Re: Centering (was Re: Missing covariates)
From: Alan Xiao <Alan.Xiao@cognigencorp.com>
Subject: Re: Centering (was Re: Missing covariates)
Date: Mon, 30 Jul 2001 17:25:53 -0400
Dear Juan and All,
What we discussed so far are actually about how to handle the question
mentioned in your last sentence: "if the male to female ratio is not
equal to 1:1, it's necessary to modify appropriately the values for
codification with deviations from mean coding, otherwise the intercept
will be affected and won't represent the weigh average of male and
female."
Leonid proposed to use -1 and 1 for gender. It looks like we got around
the problem (of defining the mean values for dichotomous covariates).
But actually, it's still there, because in this particular case (same
number of male and female), the mean value is just zero which could be
automatically removed from the equation.
Now back to the question of your last sentence, if we want to make the
intercept "represent the weight average of male and female", shall we
use a fraction value as the mean of gender (numbers of male and female
are different, e.g., 30 males and 70 females)?
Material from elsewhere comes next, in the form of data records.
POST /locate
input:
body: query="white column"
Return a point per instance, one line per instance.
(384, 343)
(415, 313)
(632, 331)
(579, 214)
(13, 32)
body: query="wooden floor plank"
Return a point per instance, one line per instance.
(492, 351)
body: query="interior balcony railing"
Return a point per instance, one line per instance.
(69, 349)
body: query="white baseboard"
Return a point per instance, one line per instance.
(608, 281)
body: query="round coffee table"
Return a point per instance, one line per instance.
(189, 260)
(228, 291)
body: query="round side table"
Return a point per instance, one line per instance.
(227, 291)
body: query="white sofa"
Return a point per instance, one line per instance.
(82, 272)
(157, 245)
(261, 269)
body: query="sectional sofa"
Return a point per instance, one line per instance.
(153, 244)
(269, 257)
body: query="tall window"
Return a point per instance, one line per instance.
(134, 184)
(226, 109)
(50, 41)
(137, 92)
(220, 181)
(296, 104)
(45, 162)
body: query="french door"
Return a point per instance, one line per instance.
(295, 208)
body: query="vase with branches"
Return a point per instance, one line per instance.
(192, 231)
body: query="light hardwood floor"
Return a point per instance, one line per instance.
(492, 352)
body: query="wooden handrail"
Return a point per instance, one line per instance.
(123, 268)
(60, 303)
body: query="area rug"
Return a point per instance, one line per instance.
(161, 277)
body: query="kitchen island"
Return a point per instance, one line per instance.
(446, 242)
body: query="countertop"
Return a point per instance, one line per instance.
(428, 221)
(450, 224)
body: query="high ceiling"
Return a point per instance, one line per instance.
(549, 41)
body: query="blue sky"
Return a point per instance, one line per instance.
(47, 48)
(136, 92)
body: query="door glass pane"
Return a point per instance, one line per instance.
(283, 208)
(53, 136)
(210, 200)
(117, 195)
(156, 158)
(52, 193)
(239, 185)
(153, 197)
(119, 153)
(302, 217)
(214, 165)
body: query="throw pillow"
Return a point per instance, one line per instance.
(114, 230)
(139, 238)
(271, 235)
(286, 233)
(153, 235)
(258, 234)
Or any other methods?
Note that, we know whether a covariate is dichotomous or continuous just
because we defined them with a set of (arbitrary) values in an arbitrary
scaling system. However, computer does not know this at all. Computer
treats all covariates in the same way based on the same given
statistical regulations. With this in mind, if we can center continuous
covariates at their means (in our mind, they are continuous, but in
computer, they are just a normal variable), I don't see why we can not
do that for dichotomous covariates.
Of course, after doing that, there is a problem to give
interpretations. For this one, the interpretation is associated with
the values and the scaling systems we defined for the dichotomous (or
categorical) covariates. Even for continuous covariates, we understand
MEAN AGE = 40 years just because we chose and we are used to this
decimal scaling system and the values based on unit of years. If we
choose another totally different scaling system (e.g., hexadecimal) and
values for AGE based on different units (e.g., month), the machine -
computer - can still give the same statistical inference but the
interpretation might look bizarre. It look bizarre not because the
statistical inference is changed just because we are not used to that
scaling system.
Same thing happens here. For a dichotomous covariates, we just use a
different scaling system and set values to dichotomous covariates based
on different units. However, this seems not influence the statistical
inference at all, because the machine - computer can not distinguish a
dichotomous covariate from a continuous covariate and can not
distinguish the scaling systems they use but transfer all different
scaling systems (if apply) to the binary scaling system (for
calculation) and the decimal scaling system (for output).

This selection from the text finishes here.